I simply can't follow you .You need to have more clarity while expressing your work . I am assuming you have written v(t=11s)=94.4m/s and not 94,4m/s . Why does it look strange to you ? The answer is what you get mathematically as per the question .
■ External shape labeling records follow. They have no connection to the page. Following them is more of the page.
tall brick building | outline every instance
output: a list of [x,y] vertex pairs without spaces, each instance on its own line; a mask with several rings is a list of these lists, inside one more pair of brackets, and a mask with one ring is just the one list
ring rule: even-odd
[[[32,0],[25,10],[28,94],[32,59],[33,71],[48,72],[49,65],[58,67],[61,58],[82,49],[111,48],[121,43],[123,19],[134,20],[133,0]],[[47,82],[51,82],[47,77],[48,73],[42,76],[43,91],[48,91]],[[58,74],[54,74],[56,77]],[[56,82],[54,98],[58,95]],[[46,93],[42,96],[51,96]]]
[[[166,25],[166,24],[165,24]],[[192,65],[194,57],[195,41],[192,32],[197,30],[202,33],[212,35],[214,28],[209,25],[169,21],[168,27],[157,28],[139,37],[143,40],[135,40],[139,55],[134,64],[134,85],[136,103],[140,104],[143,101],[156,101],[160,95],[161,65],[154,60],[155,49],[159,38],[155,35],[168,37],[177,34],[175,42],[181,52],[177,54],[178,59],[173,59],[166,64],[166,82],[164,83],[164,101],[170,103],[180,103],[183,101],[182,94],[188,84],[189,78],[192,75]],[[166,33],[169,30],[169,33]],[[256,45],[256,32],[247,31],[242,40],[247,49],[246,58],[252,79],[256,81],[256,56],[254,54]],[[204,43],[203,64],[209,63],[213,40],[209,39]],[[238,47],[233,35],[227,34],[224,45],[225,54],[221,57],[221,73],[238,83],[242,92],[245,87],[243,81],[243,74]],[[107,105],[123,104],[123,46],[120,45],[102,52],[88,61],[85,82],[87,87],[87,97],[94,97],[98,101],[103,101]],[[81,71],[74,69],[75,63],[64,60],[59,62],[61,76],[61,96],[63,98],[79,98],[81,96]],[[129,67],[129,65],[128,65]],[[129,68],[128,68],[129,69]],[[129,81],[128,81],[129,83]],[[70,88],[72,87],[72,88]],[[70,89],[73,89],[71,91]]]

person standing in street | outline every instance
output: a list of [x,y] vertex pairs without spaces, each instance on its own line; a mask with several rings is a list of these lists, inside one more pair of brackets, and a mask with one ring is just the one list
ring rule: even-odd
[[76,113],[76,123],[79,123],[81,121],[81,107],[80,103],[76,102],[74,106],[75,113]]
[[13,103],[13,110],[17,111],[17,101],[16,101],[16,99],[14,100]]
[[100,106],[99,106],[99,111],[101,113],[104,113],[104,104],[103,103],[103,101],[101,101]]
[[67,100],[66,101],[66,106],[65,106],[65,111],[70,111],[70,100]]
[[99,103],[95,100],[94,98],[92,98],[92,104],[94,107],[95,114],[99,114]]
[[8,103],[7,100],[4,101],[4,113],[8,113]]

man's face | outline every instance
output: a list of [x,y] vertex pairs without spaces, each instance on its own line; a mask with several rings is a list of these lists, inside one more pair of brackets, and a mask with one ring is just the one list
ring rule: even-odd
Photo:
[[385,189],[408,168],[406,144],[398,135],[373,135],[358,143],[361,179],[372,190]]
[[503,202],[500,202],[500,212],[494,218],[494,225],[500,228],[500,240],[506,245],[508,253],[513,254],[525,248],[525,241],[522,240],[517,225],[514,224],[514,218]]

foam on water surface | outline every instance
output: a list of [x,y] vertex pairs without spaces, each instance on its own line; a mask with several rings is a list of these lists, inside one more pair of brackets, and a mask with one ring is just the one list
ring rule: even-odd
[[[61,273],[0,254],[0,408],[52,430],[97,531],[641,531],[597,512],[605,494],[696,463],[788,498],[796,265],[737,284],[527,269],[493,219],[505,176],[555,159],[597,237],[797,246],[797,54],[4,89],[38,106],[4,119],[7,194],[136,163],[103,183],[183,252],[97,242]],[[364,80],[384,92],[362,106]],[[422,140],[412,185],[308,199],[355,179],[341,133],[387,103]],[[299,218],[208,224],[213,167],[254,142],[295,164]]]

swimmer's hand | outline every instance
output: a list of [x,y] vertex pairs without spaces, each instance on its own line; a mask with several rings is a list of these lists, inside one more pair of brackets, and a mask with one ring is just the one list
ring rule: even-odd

What prompts you to calculate x(40s) ?

Anyways, we have

dv = (150/8)Sin(2∏t/30)dt - (40/8)dt

∫dv = ∫(150/8)Sin(2∏t/30)dt - ∫5dt

v(t) = -(4500/16∏)Cos(2∏t/30) - 5t + C ,where C is constant of integration

Now ,v(0) = 0 ,gives C = 4500/16∏

So,v(t) = -(4500/16∏)Cos(2∏t/30) - 5t + 4500/16∏

Now write v(t)=dx/dt ,

dx/dt = -(4500/16∏)Cos(2∏t/30) - 5t + 4500/16∏

dx = -(4500/16∏)Cos(2∏t/30) - 5t + 4500/16∏

∫dx = -∫(4500/16∏)Cos(2∏t/30)dt - ∫(5t)dt + ∫(4500/16∏)dt

What value of x(t) do you get ? Please do not plug in the numbers .Just write down your expression of x(t) clearly .

 

[NihalSh]

Hello, today I used wolfram alpha to integrate and I got:
v(t)= (-F_dtω-F₀cos(tω)+F₀)/(ω*m)...v(11s)=94,43m/s
After pulling: -F_d*t/m

x(t)= (tω(2F₀-F_dtω)-2F₀sin(tω))/(2mω²)
x(11s)=364,6m
After pulling: -F_d*t²/(2m)
x(40s)=-4km

v_avg=Δx/Δt...463-275/2=94m/s

I asked my friend for help and he got the same, but those results are very strange. ?!

Like Tanya already mentioned, if that is the result that comes out after correctly solving it then why is it strange?...if you have specific doubt regarding the result, post it. BTW avg velocity does come out to be 94m/s.